Car Watchdog

Use the car watchdog to help debug the VHAL. Car watchdog monitors the health of — and kills — unhealthy processes. For a process to be monitored by the car watchdog, the process must be registered with the car watchdog. When the car watchdog kills unhealthy processes, car watchdog writes the status of the processes to data/anr as with other Application Not Responding (ANR) dumps. Doing so facilities the debugging process.
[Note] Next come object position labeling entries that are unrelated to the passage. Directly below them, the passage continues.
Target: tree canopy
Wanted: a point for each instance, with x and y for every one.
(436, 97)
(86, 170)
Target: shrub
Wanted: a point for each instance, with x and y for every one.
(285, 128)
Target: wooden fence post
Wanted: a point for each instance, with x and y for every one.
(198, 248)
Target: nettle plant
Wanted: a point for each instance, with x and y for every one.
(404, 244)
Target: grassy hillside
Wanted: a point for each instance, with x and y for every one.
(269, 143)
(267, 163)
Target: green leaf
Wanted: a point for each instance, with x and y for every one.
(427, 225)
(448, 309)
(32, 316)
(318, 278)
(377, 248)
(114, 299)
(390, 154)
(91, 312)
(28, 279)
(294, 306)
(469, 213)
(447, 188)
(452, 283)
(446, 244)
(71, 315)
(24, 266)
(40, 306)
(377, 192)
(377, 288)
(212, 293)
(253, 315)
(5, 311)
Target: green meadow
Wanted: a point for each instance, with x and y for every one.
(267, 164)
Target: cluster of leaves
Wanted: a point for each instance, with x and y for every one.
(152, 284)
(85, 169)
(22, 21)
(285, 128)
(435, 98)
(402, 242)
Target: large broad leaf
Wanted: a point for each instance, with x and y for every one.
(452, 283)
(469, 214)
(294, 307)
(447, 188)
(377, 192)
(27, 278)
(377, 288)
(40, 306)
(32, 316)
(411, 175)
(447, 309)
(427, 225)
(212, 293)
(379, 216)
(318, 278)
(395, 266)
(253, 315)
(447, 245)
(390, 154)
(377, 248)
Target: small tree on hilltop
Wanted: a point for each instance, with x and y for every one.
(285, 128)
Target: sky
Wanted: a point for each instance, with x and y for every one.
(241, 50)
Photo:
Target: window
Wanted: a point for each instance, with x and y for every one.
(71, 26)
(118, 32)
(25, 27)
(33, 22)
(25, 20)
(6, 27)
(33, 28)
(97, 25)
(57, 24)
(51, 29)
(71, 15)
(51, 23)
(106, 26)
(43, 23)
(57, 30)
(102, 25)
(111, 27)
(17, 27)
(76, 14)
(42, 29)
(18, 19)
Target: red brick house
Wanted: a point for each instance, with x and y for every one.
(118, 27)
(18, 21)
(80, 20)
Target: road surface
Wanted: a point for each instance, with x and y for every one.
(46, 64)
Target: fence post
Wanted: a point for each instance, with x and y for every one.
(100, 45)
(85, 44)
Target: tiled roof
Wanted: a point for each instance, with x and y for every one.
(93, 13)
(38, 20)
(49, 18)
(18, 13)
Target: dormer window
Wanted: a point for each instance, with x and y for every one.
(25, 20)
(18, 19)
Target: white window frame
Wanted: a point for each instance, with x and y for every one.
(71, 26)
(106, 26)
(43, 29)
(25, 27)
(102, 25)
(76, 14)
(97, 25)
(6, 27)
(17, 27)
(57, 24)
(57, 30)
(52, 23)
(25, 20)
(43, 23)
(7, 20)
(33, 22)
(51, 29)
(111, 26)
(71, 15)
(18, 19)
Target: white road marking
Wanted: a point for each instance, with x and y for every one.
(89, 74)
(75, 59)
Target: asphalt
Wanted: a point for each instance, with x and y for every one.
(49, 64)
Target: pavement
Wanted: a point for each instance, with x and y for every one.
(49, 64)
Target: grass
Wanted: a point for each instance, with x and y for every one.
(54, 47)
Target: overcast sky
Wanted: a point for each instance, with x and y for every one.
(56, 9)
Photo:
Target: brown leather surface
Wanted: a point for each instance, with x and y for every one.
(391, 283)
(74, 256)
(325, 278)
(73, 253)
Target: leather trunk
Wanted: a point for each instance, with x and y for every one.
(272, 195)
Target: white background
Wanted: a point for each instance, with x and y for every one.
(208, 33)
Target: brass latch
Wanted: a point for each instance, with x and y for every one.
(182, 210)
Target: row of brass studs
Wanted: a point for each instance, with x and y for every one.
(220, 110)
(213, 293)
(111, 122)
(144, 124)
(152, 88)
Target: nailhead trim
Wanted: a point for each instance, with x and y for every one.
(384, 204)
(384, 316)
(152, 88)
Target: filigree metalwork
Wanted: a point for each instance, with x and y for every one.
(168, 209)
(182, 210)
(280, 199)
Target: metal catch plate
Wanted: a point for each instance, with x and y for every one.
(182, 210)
This article describes how vendor HALs and services can register a process with the car watchdog.

Vendor HAL

Typically, the vendor HAL uses a thread pool for hwbinder. However, the car watchdog client communicates with the car watchdog daemon through binder, which differs from hwbinder. Therefore, another thread pool for binder is in use.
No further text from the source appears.